- Promotional poster
- Directed by: Michael Axelgaard
- Written by: Matthew Holt
- Starring: Emily Plumtree Sam Stockman Matt Stokoe Jessica Ellerby Simon Roberts
- Production company: Hollow Pictures
- Distributed by: Metrodome Distribution
- Release dates: 31 July 2011 (Fantasia Festival); 25 January 2013 (United Kingdom); 19 February 2013 (United States);
- Running time: 89 minutes
- Country: United Kingdom
- Language: English

= Hollow (2011 film) =

Hollow is a 2011 British found footage horror film, directed by Michael Axelgaard, starring Emily Plumtree, Sam Stockman, Jessica Ellerby, and Matt Stokoe. The film was distributed by Tribeca Film via nationwide On Demand outlets. Hollow premiered at Fantasia Festival. The film also screened at the Raindance Film Festival and was nominated for British Independent Film Award.

==Plot==
The film tells the story of an "old monastery in a small, remote village in Suffolk, England that has been haunted by a local legend for centuries. Left in ruin and shrouded by the mystery of a dark spirit that wills young couples to suicide, the place has been avoided for years, marked only by a twisted, ancient tree with an ominous hollow said to be the home of great evil. When four friends on holiday explore the local folklore, they realise that belief in a myth can quickly materialise into reality, bringing horror to life for the town."

==Cast==
- Emily Plumtree as Emma
- Sam Stockman as James
- Jessica Ellerby as Lynne
- Matt Stokoe as Scott

==Reception==

On Rotten Tomatoes, the film holds an approval rating of 20% based on 15 reviews, with a weighted average rating of 3.96/10.
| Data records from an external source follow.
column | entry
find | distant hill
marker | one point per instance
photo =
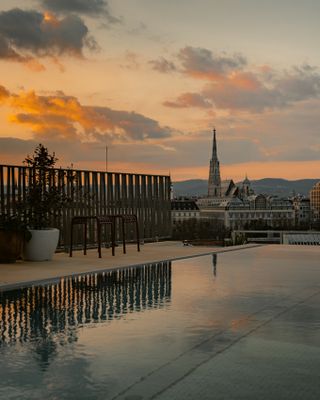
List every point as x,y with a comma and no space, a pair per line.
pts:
276,186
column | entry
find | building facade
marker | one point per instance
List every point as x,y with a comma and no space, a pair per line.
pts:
315,202
238,207
183,210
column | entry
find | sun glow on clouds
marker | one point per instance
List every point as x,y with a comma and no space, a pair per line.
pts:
154,105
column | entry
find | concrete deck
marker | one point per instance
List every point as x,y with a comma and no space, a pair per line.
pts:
26,273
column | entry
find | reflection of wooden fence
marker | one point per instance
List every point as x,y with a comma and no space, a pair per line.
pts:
45,311
97,193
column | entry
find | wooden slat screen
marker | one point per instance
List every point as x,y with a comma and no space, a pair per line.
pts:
97,193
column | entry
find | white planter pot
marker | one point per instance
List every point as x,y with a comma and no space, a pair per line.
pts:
42,245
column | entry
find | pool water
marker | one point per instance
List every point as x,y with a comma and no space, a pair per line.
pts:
148,332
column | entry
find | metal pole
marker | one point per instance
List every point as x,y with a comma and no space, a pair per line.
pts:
106,158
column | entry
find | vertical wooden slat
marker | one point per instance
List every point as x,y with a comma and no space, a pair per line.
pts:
2,184
96,193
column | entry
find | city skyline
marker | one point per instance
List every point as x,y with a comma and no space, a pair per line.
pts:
150,80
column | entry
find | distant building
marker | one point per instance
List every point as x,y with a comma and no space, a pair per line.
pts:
302,209
182,210
315,202
239,207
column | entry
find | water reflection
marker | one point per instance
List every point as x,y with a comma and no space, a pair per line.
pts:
214,264
45,311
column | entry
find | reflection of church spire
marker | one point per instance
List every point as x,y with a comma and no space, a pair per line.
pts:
214,183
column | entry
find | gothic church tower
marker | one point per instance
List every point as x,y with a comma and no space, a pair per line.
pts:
214,183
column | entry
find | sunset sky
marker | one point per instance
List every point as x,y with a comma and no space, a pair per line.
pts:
150,79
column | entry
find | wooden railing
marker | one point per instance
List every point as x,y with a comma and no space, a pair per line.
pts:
96,193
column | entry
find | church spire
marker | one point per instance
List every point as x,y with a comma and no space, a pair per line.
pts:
214,183
214,146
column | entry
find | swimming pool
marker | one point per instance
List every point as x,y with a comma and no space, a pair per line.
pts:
232,325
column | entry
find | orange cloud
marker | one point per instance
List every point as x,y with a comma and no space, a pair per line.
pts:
244,80
64,117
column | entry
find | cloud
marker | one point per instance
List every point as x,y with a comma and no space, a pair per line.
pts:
187,100
248,91
65,118
92,8
163,65
201,63
25,34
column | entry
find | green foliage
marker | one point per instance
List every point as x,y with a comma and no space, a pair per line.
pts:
43,199
193,229
14,223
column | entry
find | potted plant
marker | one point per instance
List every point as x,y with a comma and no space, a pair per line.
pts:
43,202
13,234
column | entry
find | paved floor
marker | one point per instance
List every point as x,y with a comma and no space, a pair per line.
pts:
24,273
242,325
272,353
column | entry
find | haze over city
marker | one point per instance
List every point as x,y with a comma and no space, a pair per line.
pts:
150,79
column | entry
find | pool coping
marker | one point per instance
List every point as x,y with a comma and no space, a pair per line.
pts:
54,280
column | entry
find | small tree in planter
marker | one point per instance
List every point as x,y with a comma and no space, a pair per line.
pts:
43,202
13,234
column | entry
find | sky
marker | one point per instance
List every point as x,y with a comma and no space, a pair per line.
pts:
151,79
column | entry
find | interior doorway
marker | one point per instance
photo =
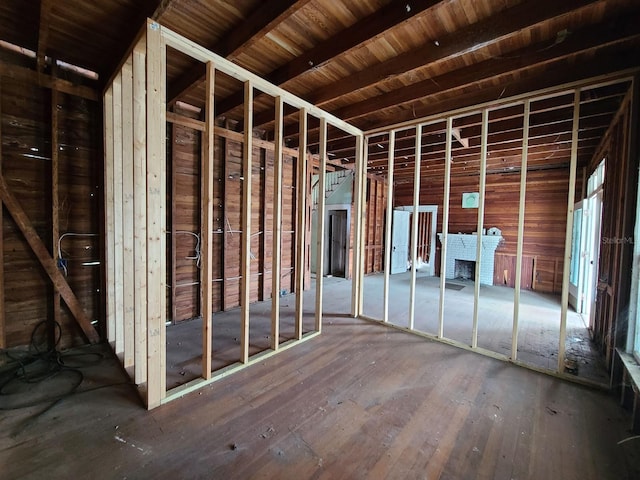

Nigel Floyd from Time Out London gave the film 1/5 stars, writing "Director Michael Axelgaard and scriptwriter Matthew Holt spend time establishing the characters’ emotional histories and current vulnerabilities, balancing the external, supernatural threat with the fraught dynamics of the group. But they completely fail to stretch this credibility-defying, stop-start plot into a full-length ‘found footage’ feature." Kim Newman from Empire Awarded it 2/5 stars, calling it "A so-so spookfest that offers few surprises". Matt Glasby from Total Film also gave it 2/5 stars, stating that "proceedings switch from quietly creepy to loudly exasperating as relationship woes replace scares". Thomas Spurlin from DVD Talk gave the film a negative review, writing, Hollow becomes a tepid stretch of jostled camera footage and yelling, chronicling the tedious psychosis that ensues when these characters finally start caring about the ancient curse when their lives are threatened."